From the UK PM downwards, there are ever-louder calls for New Delhi to speak out and suffer the financial pain of losing the trust of Myanmar's military junta.

New Delhi, it's argued, has a special responsibility as the world's largest democracy, to export its values to its eastern neighbour. Europe believes, with some justification, that forcefully-expressed Indian disapproval would be a powerful antidote to the junta's rising repressiveness because it sells guns, gives loans and gladly does deals with Myanmar's generals.

But this would mean India finally accepting the price of putting principles before profit. It goes without saying that a new negativism from New Delhi about Myanmar would potentially imperil the massive Shwe gas project deal, in which ONGC Videsh and GAIL are partners under the leadership of South Korea's Daewoo. This would affect India badly, but not unsustainably, in its attempt to worst equally energy-hungry China in the near-neighbourhood. But trouble with the Shwe project would also hurt the junta. Shwe is expected to become the regime's largest single source of revenue, providing $580 million every year for the regime for 20 years. India, therefore, may hold the trump card in Myanmar's wretched impasse.

So far, so true. But what of the decades of European and British intransigence? Last Friday, UK PM Gordon Brown appeared to lead the way to new European activism towards Myanmar's abortive democracy movement, while placing immense moral responsibility on India. "I want to see all the pressures of the world put on this regime now — sanctions, the pressure of the UN, pressure from China and all the countries in the region, India, pressure from the whole of the world", he said. Brown also had a personal chat with the high-profile Burma Campaign UK. Its director Mark Farmaner told TOI that Brown had pledged to push for stronger sanctions by the EU. Even as one writes, European capitals are negotiating amongst themselves on a new " Burma hardline".

European strongarm tactics would boost the muscular force of the free Myanmar movement. After all, France's largest company, Total Oil, is the largest European investor in Myanmar. Though Britain officially discourages trade, foreign companies from all over the world continue to plough money into Yangon through British subsidiary companies based in British overseas dependent territories such as the Virgin Islands. According to Yangon's own figures, in the 15 years since 1988, more than a billion dollars in investment from Britain has poured into Myanmar. Right now, Europe's three-year limited investment ban, is a jolly jape, preventing money going into Myanmar's pineapple juice factories, but not its lucrative and large gas, oil, mining or timber sectors.
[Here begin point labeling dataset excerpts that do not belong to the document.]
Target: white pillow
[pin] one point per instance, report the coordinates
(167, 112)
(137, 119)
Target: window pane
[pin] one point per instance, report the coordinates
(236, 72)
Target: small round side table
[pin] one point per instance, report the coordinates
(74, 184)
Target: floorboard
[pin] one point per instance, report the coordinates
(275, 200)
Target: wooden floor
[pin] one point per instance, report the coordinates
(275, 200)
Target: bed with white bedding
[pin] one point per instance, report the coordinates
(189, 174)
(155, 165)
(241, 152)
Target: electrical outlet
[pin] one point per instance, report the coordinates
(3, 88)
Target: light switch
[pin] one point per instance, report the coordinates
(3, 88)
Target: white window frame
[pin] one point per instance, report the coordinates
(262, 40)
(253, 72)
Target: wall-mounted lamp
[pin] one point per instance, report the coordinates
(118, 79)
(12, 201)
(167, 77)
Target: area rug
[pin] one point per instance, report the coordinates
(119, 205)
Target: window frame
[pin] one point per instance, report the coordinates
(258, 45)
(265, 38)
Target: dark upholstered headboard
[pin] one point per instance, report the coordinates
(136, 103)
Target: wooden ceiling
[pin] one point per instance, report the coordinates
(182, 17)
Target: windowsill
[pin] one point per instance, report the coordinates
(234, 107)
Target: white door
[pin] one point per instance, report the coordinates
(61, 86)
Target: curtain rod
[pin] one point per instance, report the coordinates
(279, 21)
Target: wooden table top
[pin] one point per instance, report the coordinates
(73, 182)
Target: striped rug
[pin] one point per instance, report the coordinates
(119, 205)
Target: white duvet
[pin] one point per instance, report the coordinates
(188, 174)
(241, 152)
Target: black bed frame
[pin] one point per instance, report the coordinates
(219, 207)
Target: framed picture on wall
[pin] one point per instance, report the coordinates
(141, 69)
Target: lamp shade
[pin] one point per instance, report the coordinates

Clearly Europe's stance on Myanmar is all about hype and hypocrisy. It is indisputable that India must do its bit for democracy. But so too must Europe, with equally forceful measures that hurt the collective European wallet just as much as India's pocketbook.

George Orwell, who once served in the Indian Imperial Police in Burma, wrote when he resigned his commission and wrote his first novel, Burmese Days, that he wanted "to escape not merely from imperialism but from every form of man's dominion over man". Seventy-three years after Burmese Days, Orwell's hope for Burma remains stifled by economic colonialism of every colour and race.